Konfrontacyjna polityka Moskwy spotkała się ze zdecydowaną reakcją m.in. ze strony Stanów Zjednoczonych, które zapowiedziały wysłanie dwóch amerykańskich okrętów na Morze Czarne. „Na wieść o wyprawie amerykańskich okrętów wojennych na Morze Czarne i wsparciu Ukrainy przez Turcję Kreml zaczął zaprzeczać, by szykował wojnę z Kijowem” – relacjonuje „Rzeczpospolita”. – Oczywiście nikt nie zamierza dążyć do wojny i w ogóle nikt nie przyjmuje możliwości takiej wojny – zapewnił rzecznik rosyjskiego prezydenta Dmitrij Pieskow. Jak opisuje „Rz”, „według Pieskowa amerykańskie działania – których jednak nie wymienił – są »nieadekwatne« z powodu »nieobiektywnej oceny sytuacji przez Waszyngton«”.
Jednocześnie jednak – jak relacjonuje dziennikarz „Gazety Wyborczej” – „Kreml koncentruje armię nie tylko na Krymie i nad granicą rządzonych przez prorosyjskich separatystów »ludowych republik«, Donieckiej i Ługańskiej, w obronie których Rosja rzekomo przeprowadza całą tę paradę”. „Eszelony wiozące czołgi docierają w pobliże Woroneża, gdzie w odległości 250 km od granicy wojsko założyło ogromny obóz – składnicę sprzętu. Z tego punktu wojenne drogi prowadzą jednak nie na Donieck, lecz na Charków i Kijów...” – zwraca uwagę dziennikarz.
Przygotowanie do szczytu Trójmorza
Media opisują także przygotowania do VI szczytu Inicjatywy Trójmorza, który odbędzie się w Sofii na przełomie czerwca i lipca. – Inicjatywa Trójmorza ma potencjał, aby stać się strategiczną odpowiedzią regionu na aktualne wyzwania związane z odbudową wzrostu ekonomicznego po kryzysie ekonomicznym wywołanym pandemią COVID-19 – mówił kilka dni temu prezydencki minister Krzysztof Szczerski, podczas kolejnego spotkania koordynacyjnego tzw. Szerpów Trójmorskich. Spotkanie zostało zorganizowane z inicjatywy Kancelarii Prezydenta Bułgarii. W wideokonferencji udział wzięli przedstawiciele państw członkowskich Inicjatywy oraz partnerów strategicznych – Komisji Europejskiej, Stanów Zjednoczonych oraz Niemiec.
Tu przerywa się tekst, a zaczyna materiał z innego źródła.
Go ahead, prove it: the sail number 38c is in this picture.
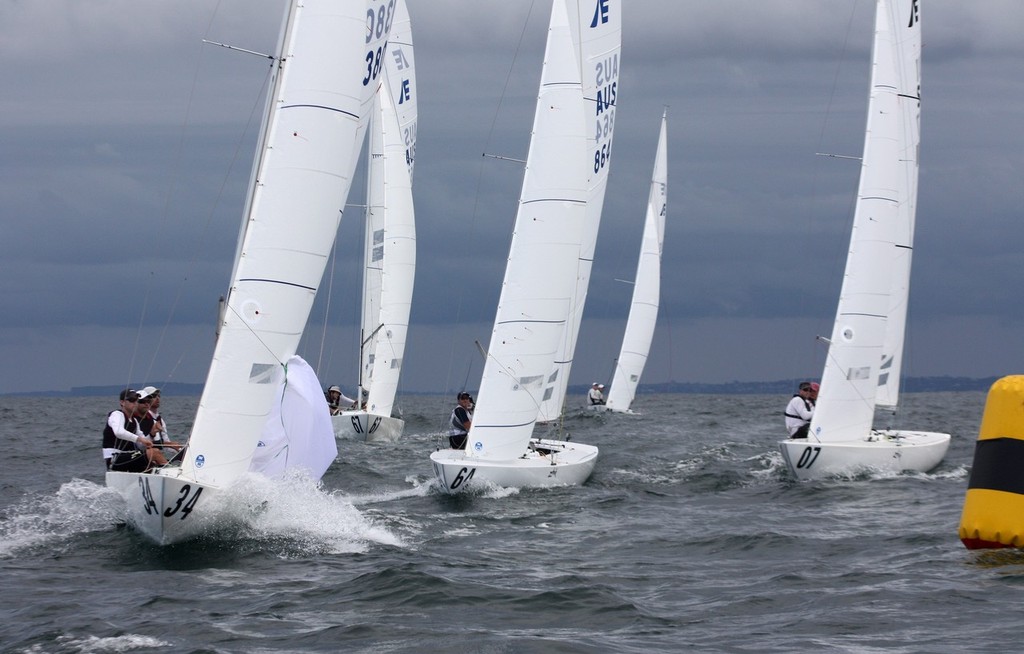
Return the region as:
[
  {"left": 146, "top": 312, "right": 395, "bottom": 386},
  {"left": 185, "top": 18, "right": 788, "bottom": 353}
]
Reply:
[{"left": 362, "top": 0, "right": 395, "bottom": 86}]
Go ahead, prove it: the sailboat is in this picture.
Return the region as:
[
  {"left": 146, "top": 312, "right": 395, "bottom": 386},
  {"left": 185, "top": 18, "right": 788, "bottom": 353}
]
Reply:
[
  {"left": 538, "top": 0, "right": 622, "bottom": 423},
  {"left": 430, "top": 0, "right": 622, "bottom": 493},
  {"left": 592, "top": 112, "right": 669, "bottom": 413},
  {"left": 780, "top": 0, "right": 949, "bottom": 479},
  {"left": 331, "top": 0, "right": 417, "bottom": 442},
  {"left": 106, "top": 0, "right": 393, "bottom": 544}
]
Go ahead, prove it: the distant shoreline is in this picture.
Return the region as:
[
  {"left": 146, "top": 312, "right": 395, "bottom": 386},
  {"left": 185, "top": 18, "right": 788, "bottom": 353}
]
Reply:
[{"left": 0, "top": 376, "right": 1001, "bottom": 397}]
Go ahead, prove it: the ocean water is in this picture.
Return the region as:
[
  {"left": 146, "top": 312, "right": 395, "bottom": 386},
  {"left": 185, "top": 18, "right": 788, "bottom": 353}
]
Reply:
[{"left": 0, "top": 393, "right": 1024, "bottom": 653}]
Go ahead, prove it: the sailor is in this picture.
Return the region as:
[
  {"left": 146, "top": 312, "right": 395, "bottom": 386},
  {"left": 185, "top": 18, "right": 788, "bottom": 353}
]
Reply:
[
  {"left": 326, "top": 386, "right": 355, "bottom": 416},
  {"left": 103, "top": 388, "right": 153, "bottom": 472},
  {"left": 135, "top": 386, "right": 182, "bottom": 466},
  {"left": 785, "top": 382, "right": 814, "bottom": 438},
  {"left": 449, "top": 391, "right": 473, "bottom": 449}
]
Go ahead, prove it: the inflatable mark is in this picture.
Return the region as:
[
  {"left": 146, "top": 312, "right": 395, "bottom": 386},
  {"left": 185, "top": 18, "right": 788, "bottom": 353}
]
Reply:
[{"left": 959, "top": 375, "right": 1024, "bottom": 550}]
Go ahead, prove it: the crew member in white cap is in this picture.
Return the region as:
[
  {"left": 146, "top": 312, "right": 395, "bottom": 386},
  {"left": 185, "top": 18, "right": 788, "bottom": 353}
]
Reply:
[{"left": 327, "top": 386, "right": 355, "bottom": 416}]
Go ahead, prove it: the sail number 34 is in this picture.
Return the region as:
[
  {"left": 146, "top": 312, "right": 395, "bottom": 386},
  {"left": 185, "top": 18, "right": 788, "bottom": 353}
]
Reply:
[
  {"left": 138, "top": 477, "right": 203, "bottom": 520},
  {"left": 797, "top": 446, "right": 821, "bottom": 468}
]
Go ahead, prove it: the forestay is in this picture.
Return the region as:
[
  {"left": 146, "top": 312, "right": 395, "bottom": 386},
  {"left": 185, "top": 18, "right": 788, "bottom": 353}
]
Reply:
[
  {"left": 606, "top": 114, "right": 669, "bottom": 411},
  {"left": 538, "top": 0, "right": 623, "bottom": 422},
  {"left": 467, "top": 0, "right": 593, "bottom": 460}
]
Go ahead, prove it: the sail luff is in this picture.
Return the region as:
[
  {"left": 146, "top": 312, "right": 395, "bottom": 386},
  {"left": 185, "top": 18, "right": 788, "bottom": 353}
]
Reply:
[
  {"left": 877, "top": 0, "right": 922, "bottom": 406},
  {"left": 538, "top": 0, "right": 622, "bottom": 422},
  {"left": 467, "top": 0, "right": 588, "bottom": 461},
  {"left": 607, "top": 110, "right": 668, "bottom": 411},
  {"left": 810, "top": 0, "right": 920, "bottom": 441},
  {"left": 182, "top": 0, "right": 393, "bottom": 485}
]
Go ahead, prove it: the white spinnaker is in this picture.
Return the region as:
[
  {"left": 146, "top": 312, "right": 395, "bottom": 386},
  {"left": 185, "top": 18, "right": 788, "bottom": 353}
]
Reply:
[
  {"left": 364, "top": 0, "right": 417, "bottom": 416},
  {"left": 182, "top": 0, "right": 393, "bottom": 485},
  {"left": 607, "top": 114, "right": 669, "bottom": 411},
  {"left": 466, "top": 0, "right": 589, "bottom": 461},
  {"left": 249, "top": 356, "right": 338, "bottom": 479},
  {"left": 538, "top": 0, "right": 623, "bottom": 422},
  {"left": 811, "top": 0, "right": 921, "bottom": 442}
]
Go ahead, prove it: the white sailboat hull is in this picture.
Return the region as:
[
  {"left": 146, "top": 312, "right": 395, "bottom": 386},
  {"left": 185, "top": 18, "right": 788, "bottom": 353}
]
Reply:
[
  {"left": 779, "top": 431, "right": 949, "bottom": 481},
  {"left": 106, "top": 468, "right": 223, "bottom": 546},
  {"left": 331, "top": 410, "right": 406, "bottom": 443},
  {"left": 430, "top": 439, "right": 598, "bottom": 494},
  {"left": 585, "top": 404, "right": 634, "bottom": 413}
]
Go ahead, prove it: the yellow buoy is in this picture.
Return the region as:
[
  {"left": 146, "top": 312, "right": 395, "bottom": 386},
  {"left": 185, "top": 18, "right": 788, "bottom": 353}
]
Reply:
[{"left": 959, "top": 375, "right": 1024, "bottom": 550}]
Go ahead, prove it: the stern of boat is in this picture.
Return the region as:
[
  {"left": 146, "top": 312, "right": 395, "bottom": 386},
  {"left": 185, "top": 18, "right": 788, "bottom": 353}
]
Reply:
[
  {"left": 430, "top": 439, "right": 598, "bottom": 494},
  {"left": 106, "top": 468, "right": 215, "bottom": 546},
  {"left": 331, "top": 410, "right": 406, "bottom": 443},
  {"left": 779, "top": 431, "right": 949, "bottom": 481}
]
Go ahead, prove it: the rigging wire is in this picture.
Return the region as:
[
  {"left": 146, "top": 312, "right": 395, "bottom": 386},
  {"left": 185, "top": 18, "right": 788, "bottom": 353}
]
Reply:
[{"left": 444, "top": 0, "right": 536, "bottom": 396}]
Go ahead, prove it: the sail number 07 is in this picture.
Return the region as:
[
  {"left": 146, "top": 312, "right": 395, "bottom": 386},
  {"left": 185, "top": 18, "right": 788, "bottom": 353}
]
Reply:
[{"left": 449, "top": 468, "right": 476, "bottom": 490}]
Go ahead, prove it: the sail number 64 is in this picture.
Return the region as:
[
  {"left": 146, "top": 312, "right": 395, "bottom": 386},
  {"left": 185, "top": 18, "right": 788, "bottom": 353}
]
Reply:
[
  {"left": 797, "top": 445, "right": 821, "bottom": 468},
  {"left": 449, "top": 468, "right": 476, "bottom": 490}
]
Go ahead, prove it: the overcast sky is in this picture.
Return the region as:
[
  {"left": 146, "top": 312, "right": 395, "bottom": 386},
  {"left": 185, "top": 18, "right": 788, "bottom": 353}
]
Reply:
[{"left": 0, "top": 0, "right": 1024, "bottom": 393}]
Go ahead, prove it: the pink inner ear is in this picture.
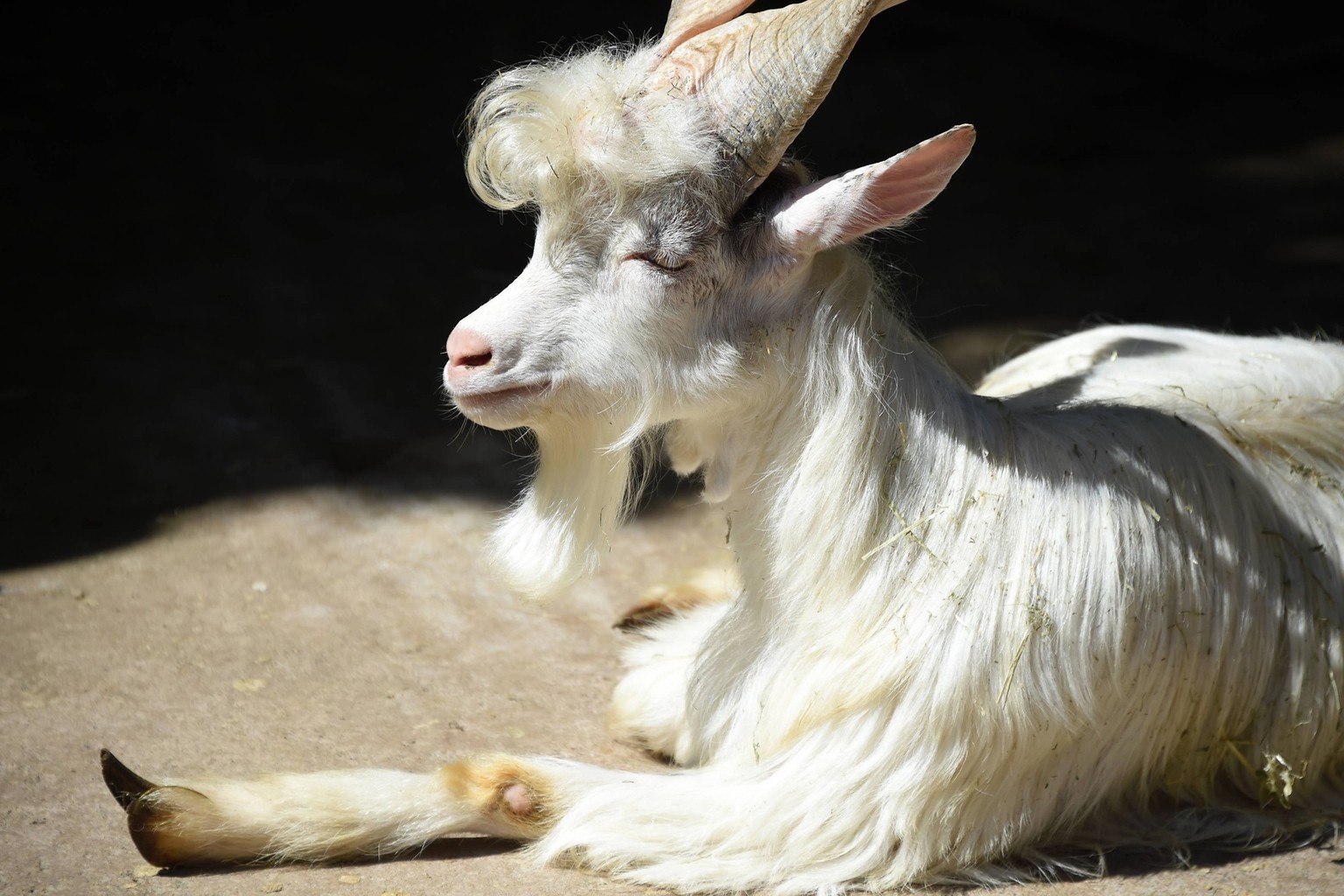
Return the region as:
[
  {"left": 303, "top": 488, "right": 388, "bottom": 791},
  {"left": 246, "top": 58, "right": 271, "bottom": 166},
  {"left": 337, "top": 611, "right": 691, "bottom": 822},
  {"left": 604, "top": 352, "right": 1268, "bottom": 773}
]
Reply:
[
  {"left": 775, "top": 125, "right": 976, "bottom": 253},
  {"left": 840, "top": 125, "right": 976, "bottom": 242}
]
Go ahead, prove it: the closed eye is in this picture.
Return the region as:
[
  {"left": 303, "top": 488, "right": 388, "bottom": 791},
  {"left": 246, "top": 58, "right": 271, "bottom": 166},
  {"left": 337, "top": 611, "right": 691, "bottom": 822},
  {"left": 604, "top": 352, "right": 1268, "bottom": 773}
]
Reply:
[{"left": 625, "top": 253, "right": 691, "bottom": 273}]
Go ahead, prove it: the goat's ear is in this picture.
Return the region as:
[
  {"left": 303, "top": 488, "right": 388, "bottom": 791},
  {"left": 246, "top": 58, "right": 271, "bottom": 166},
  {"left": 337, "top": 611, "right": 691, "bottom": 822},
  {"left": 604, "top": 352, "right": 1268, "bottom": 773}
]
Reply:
[{"left": 774, "top": 125, "right": 976, "bottom": 254}]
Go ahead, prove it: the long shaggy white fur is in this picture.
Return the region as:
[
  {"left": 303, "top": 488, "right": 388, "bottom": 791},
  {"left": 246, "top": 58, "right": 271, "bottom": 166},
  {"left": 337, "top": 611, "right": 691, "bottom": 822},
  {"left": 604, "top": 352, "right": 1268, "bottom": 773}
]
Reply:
[{"left": 108, "top": 7, "right": 1344, "bottom": 893}]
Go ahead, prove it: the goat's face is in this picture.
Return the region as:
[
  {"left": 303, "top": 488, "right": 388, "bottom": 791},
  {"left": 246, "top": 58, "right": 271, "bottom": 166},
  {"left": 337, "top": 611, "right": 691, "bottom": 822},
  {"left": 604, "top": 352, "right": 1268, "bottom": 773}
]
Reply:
[
  {"left": 444, "top": 165, "right": 809, "bottom": 435},
  {"left": 444, "top": 126, "right": 975, "bottom": 439}
]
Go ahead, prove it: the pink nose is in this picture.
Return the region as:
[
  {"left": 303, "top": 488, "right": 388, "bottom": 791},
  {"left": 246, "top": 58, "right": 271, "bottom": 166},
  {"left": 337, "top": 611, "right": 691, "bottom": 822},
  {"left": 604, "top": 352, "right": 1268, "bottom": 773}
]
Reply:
[{"left": 447, "top": 326, "right": 494, "bottom": 380}]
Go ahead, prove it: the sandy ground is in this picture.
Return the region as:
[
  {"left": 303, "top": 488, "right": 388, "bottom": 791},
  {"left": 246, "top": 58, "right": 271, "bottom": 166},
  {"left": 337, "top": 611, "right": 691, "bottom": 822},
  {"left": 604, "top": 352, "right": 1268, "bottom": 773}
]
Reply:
[
  {"left": 8, "top": 430, "right": 1344, "bottom": 896},
  {"left": 0, "top": 0, "right": 1344, "bottom": 896}
]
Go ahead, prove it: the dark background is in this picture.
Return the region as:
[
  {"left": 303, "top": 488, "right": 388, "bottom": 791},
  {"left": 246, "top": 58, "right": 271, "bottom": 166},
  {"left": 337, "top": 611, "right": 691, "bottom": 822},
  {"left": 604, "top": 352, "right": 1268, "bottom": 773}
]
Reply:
[{"left": 0, "top": 0, "right": 1344, "bottom": 568}]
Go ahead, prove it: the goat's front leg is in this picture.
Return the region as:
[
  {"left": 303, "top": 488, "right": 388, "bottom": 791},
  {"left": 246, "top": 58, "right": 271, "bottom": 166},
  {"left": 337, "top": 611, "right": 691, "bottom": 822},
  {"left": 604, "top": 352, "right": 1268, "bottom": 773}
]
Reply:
[
  {"left": 606, "top": 568, "right": 740, "bottom": 765},
  {"left": 102, "top": 750, "right": 605, "bottom": 866}
]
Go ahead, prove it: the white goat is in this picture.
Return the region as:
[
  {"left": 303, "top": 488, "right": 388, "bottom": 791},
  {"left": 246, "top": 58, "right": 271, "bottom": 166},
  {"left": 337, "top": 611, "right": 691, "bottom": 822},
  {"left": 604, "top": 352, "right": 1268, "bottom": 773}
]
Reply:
[{"left": 103, "top": 0, "right": 1344, "bottom": 893}]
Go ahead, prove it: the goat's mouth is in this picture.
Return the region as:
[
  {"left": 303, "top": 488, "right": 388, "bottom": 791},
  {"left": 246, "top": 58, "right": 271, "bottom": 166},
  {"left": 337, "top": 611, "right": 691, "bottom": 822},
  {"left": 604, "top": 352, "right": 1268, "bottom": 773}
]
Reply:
[{"left": 451, "top": 380, "right": 552, "bottom": 426}]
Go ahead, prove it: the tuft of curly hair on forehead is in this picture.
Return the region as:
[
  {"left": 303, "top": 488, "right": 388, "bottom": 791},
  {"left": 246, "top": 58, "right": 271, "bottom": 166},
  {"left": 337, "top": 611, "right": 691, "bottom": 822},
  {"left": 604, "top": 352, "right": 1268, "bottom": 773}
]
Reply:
[{"left": 466, "top": 46, "right": 732, "bottom": 214}]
Tymczasem już za kilka dni polski prezydent Andrzej Duda zainauguruje prace prezydenckiego Biura Polityki Międzynarodowej, w ramach którego powstanie m.in. Sekretariat do spraw Trójmorza. Jak poinformował minister Szczerski, będzie to osobny zespół zajmujący się wyłącznie koordynowaniem spraw dotyczących Inicjatywy Trójmorza.